Playa Espadilla, in Manuel Antonio, Quepos, joins the list of public places in Costa Rica that are accessible to people with disabilities.Not in vain the travel guide editor Lonely Planet recognized Costa Rica as the best accessible destination for 2021.Currently, there is a canopy tour adapted for people in wheelchairs, a rain forest suitable for those with a physical disability and adaptive surfing.
“Both Carara National Park and Poás Volcano National Park have universal trails, giving wheelchair users the opportunity to see sloths, toucans and poison dart frogs up close,” Lonely Planet noted in its mention of the country.
Additionally, the magazine described Costa Rica as a paradise for wheelchair users and highlighted the effort to create accessible ramps on some of the country’s beaches.Likewise, it considers as vital the accessibility to various places such as restaurants, museums and municipal markets, among others.
The most recent to the list
Thanks to the alliance established by Monge and the Donatapa project, Espadilla has 16 retractable wooden walkways and an amphibious chair.How was it possible? The 180 Monge stores in the country have a collection point for plastic caps.

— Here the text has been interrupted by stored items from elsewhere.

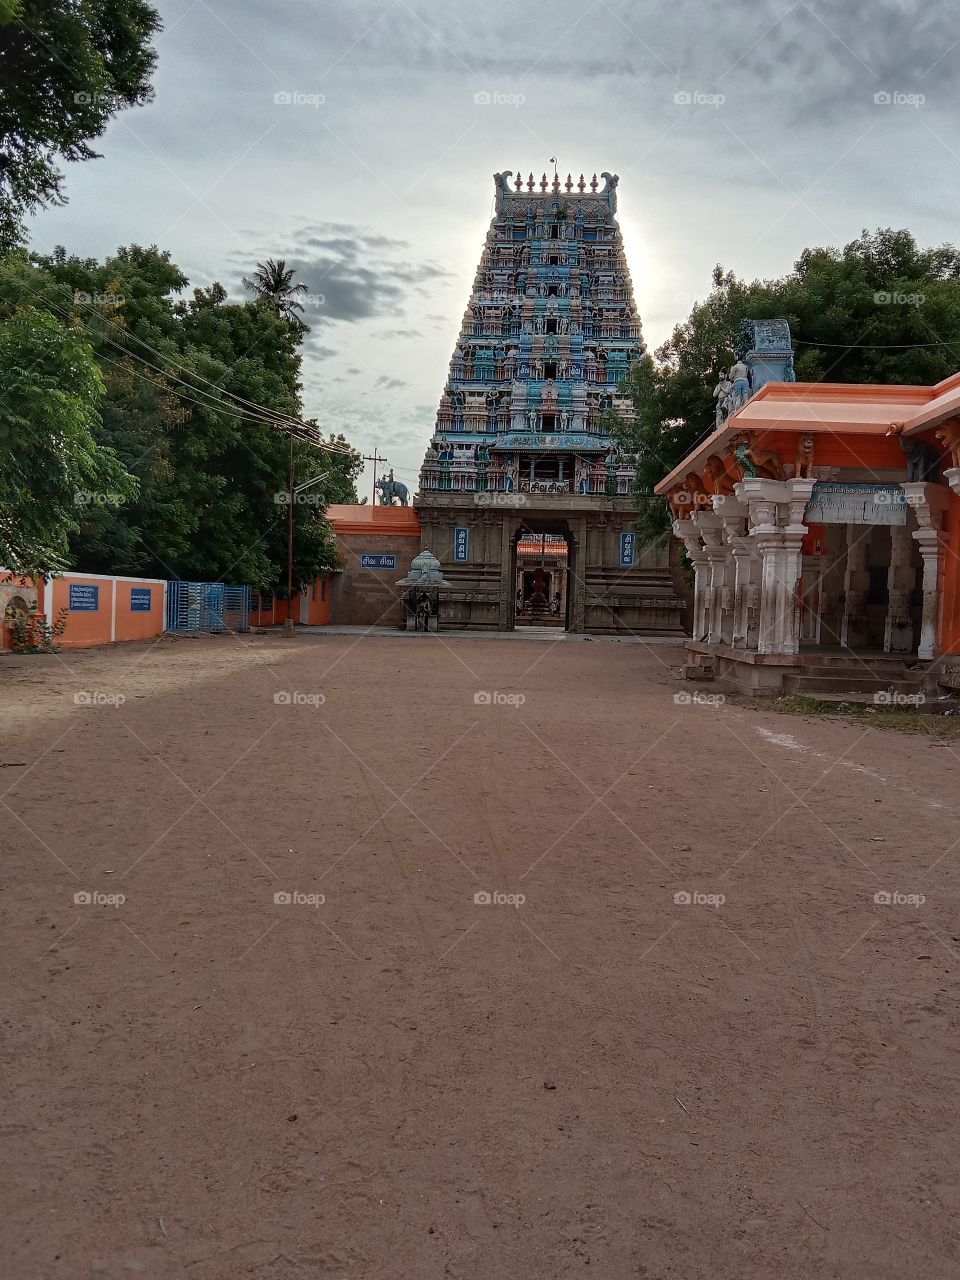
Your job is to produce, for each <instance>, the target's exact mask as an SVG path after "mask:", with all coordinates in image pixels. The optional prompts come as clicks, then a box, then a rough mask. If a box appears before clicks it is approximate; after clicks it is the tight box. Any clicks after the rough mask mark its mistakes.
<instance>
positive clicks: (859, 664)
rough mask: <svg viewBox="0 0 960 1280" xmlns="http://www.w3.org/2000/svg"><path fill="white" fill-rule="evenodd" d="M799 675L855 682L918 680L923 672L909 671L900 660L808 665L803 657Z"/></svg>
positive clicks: (848, 661)
mask: <svg viewBox="0 0 960 1280" xmlns="http://www.w3.org/2000/svg"><path fill="white" fill-rule="evenodd" d="M800 675H801V676H812V677H814V678H817V680H820V678H823V680H835V678H838V680H850V681H852V682H854V684H856V682H858V681H860V680H872V678H876V680H918V678H919V677H920V676H922V675H923V672H922V671H910V668H909V667H906V666H904V663H902V662H891V663H883V664H877V663H873V662H851V660H847V662H838V663H836V664H833V663H831V666H823V664H820V663H818V664H817V666H810V664H809V663H808V662H806V659H804V664H803V668H801V671H800Z"/></svg>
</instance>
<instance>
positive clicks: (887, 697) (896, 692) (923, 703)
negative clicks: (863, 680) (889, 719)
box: [873, 689, 927, 707]
mask: <svg viewBox="0 0 960 1280" xmlns="http://www.w3.org/2000/svg"><path fill="white" fill-rule="evenodd" d="M925 701H927V695H925V694H899V692H896V691H895V690H893V689H879V690H878V691H877V692H876V694H874V695H873V705H874V707H923V705H924V703H925Z"/></svg>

As a result of this initiative, the collection of more than 1,500 kilos of plastic caps was achieved. Monge delivered everything to Donatapa but also covered the cost of transforming this material into the retractable walkways.
“Thanks to our flagship program The Green Good Deeds of Monge, we continue contributing to the conservation of the environment.In addition, we provide accessibility to thousands of people with special needs who do not have these facilities anywhere else on the Pacific coast,” said Carlos Fernández, Monge Brand Manager.
Huge impact; greater inclusivity
The retractable walkways will provide Espadilla with an accessible path so that everyone, without distinction, can enter the beach.The amphibious chair will make it easier for people with disabilities to walk the beach or enter the sea.The Costa Rican Accessible Tourism Network also donated one more amphibious chair to promote the area.
The catwalks and amphibious chairs were donated to Fundación Sayú. It is a local organization specialized in developing solidarity projects in conjunction with volunteers and public-private alliances in areas such as environment, culture and social aid.Sayú will take care of the care, administration and protection of the chairs and walkways on the beach.
“Donatapa is our way of sensitizing people on issues of sustainability, human rights, universal accessibility.Through it together we will be able to innovate with a route where sustainability, human being and healthy coexistence under equal conditions is the main axis,” said Stephanie Sheehy, executive director of the Costa Rican Accessible Tourism Network.